Several AI specific guidelines do exist for the evaluation of various trial types; including CONSORT-AI (Consolidated Standards of Reporting Trials–Artificial Intelligence) for randomised controlled trials, SPIRIT-AI (Standard Protocol Items: Recommendations for Interventional Trials–Artificial Intelligence) for clinical trials and STARD-AI (Standards for Reporting of Diagnostic Accuracy Study- AI) for diagnostic test studies27,28,29. These helpfully provide checklists of the minimum requirements that should be reported for AI interventions and state that investigators should provide an analysis of error cases27,28,29. However, there is currently no specification that this includes a clinical assessment of errors, although this would be the ideal place to introduce such requirements and could be incorporated into future iterations.

Prospective and randomised control trials

Most trials on AI diagnostic tools to date are retrospective in nature, often in an artificial setting or using datasets that have been filtered, and so are not representative of real data in clinical practice2. Furthermore, in practice, all AI tools will interact with humans to some degree (even those deemed autonomous require humans for data input and interpretation of some results), and so studying AI tools in isolation means it is impossible to truly measure the tools performance in practice. Prospective and randomised control trials allow for inclusion of human factors and allow factors such as automation bias to be studied, as well as collection of more clinically relevant outcome data.


Regulatory incentives are also essential to drive a shift in reporting practices. Interestingly, Gerke et al. suggest that regulators such as the Food and Drug Administration and the Medicines and Healthcare products Regulatory Agency currently regulate medical products and devices, but that to truly ensure safe practice, they must evaluate the entire system, in what they call the “systems approach”30. They argue that performance in an artificial testing environment is not suitable, giving an incomplete study of the risks (and benefits) of AI tools when used in practice and not allowing for the impact of human-tool interactions30. Although a full “systems approach” is unfeasible30, a wider view incorporating human interaction with AI tools, and an assessment of errors in terms of their clinical consequences could be possible.

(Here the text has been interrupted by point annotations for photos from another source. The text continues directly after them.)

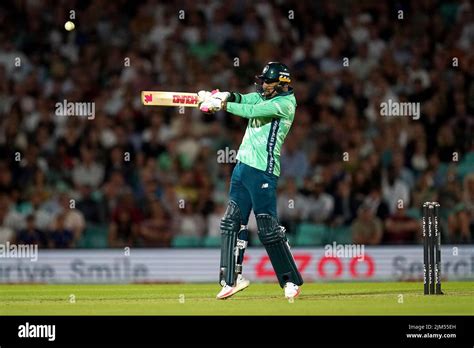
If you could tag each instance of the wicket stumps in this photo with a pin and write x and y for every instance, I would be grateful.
(431, 249)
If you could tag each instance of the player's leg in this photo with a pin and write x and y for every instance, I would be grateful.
(262, 187)
(242, 242)
(237, 213)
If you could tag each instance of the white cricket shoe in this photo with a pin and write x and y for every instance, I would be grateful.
(241, 283)
(291, 290)
(227, 290)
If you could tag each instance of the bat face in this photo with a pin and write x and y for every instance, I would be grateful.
(160, 98)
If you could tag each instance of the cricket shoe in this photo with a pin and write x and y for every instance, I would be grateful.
(227, 290)
(291, 290)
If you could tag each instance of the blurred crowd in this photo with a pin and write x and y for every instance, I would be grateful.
(149, 174)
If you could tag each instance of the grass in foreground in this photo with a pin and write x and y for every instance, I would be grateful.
(394, 298)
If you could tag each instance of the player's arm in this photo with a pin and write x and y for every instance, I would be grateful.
(249, 98)
(234, 97)
(265, 109)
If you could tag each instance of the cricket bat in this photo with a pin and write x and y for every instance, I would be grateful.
(161, 98)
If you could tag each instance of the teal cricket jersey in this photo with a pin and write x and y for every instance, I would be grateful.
(269, 123)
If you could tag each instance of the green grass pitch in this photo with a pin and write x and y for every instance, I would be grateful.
(388, 298)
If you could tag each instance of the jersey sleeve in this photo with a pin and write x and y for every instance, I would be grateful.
(277, 108)
(249, 98)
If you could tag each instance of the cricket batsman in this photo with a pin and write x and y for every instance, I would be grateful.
(270, 111)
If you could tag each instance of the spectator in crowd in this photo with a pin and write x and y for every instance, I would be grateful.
(61, 237)
(395, 191)
(156, 230)
(290, 205)
(294, 162)
(74, 219)
(367, 228)
(31, 234)
(401, 229)
(345, 204)
(189, 222)
(320, 205)
(338, 130)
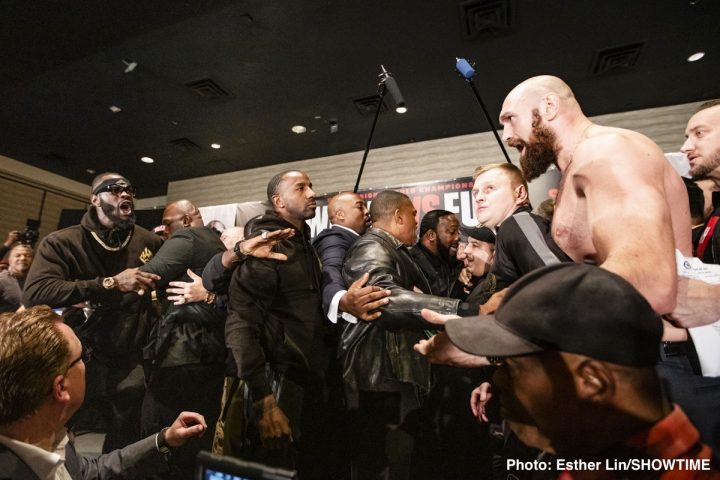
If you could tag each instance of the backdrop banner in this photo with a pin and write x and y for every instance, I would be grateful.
(451, 195)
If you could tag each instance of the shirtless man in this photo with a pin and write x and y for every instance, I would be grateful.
(618, 195)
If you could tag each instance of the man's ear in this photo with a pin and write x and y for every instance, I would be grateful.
(550, 106)
(59, 392)
(594, 382)
(521, 194)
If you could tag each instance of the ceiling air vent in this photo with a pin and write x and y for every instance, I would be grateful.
(57, 158)
(208, 88)
(616, 59)
(185, 145)
(368, 105)
(479, 18)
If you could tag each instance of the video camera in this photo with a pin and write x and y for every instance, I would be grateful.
(31, 233)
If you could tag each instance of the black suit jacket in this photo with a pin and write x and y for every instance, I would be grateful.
(332, 244)
(138, 460)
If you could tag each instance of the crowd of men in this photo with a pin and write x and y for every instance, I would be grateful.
(376, 350)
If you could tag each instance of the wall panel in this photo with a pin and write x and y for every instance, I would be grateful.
(416, 162)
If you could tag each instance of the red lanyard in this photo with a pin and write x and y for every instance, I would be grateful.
(706, 236)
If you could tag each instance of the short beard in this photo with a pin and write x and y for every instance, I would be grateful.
(540, 151)
(701, 172)
(119, 223)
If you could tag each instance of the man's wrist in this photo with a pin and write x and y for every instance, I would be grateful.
(161, 443)
(239, 252)
(109, 283)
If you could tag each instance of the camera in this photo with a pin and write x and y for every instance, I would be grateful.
(31, 233)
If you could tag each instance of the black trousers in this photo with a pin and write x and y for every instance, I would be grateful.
(114, 394)
(195, 388)
(698, 396)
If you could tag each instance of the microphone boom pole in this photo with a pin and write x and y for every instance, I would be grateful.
(381, 96)
(466, 70)
(387, 84)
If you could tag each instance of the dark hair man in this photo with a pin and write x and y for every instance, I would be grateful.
(275, 333)
(350, 219)
(13, 279)
(698, 302)
(389, 379)
(91, 270)
(186, 354)
(42, 370)
(577, 346)
(435, 253)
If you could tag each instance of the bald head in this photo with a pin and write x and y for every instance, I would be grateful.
(349, 210)
(533, 89)
(179, 215)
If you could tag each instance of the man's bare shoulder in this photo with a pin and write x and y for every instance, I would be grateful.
(618, 151)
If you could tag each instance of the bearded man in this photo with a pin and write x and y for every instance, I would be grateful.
(91, 272)
(436, 250)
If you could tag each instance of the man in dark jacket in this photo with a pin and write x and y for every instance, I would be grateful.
(523, 239)
(379, 362)
(350, 218)
(276, 335)
(186, 355)
(91, 270)
(435, 253)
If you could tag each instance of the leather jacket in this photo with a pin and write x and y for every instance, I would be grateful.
(377, 355)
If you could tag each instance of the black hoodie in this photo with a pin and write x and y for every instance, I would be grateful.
(68, 269)
(275, 316)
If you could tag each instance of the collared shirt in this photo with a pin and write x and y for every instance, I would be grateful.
(673, 437)
(46, 465)
(335, 303)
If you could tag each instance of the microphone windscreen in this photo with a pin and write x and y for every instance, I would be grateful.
(394, 91)
(464, 67)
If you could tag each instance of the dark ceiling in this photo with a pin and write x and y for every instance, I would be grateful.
(242, 73)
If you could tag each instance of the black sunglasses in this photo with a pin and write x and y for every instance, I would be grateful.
(85, 356)
(117, 189)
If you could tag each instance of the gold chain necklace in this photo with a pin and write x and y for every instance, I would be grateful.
(108, 247)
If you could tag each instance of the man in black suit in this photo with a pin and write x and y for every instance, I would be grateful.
(350, 218)
(185, 359)
(42, 370)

Training machine learning models based on the clinical outcomes of errors

As our understanding of the clinical impact of different errors increases, there may be the option of building this knowledge into algorithm development, making algorithms themselves safer and tackling the problem of ML algorithms being insensitive to impact. Santana et al. have proposed a novel method for DNN classifiers that considers risk during the training and verification stages, allowing factors such as the risk of each specific misclassification, and the likelihood of them occurring to be built into the model itself during development14.


This perspective highlights the importance of translating the misclassification errors made by AI diagnostic tools in histopathology into the pathological and clinical realms, to understand how AI tool errors impact patients. Although this is currently only done sporadically and in an unstandardised manner, a concerted effort to make this routine practice would improve AI tool safety, transparency and facilitate their introduction to clinical practice.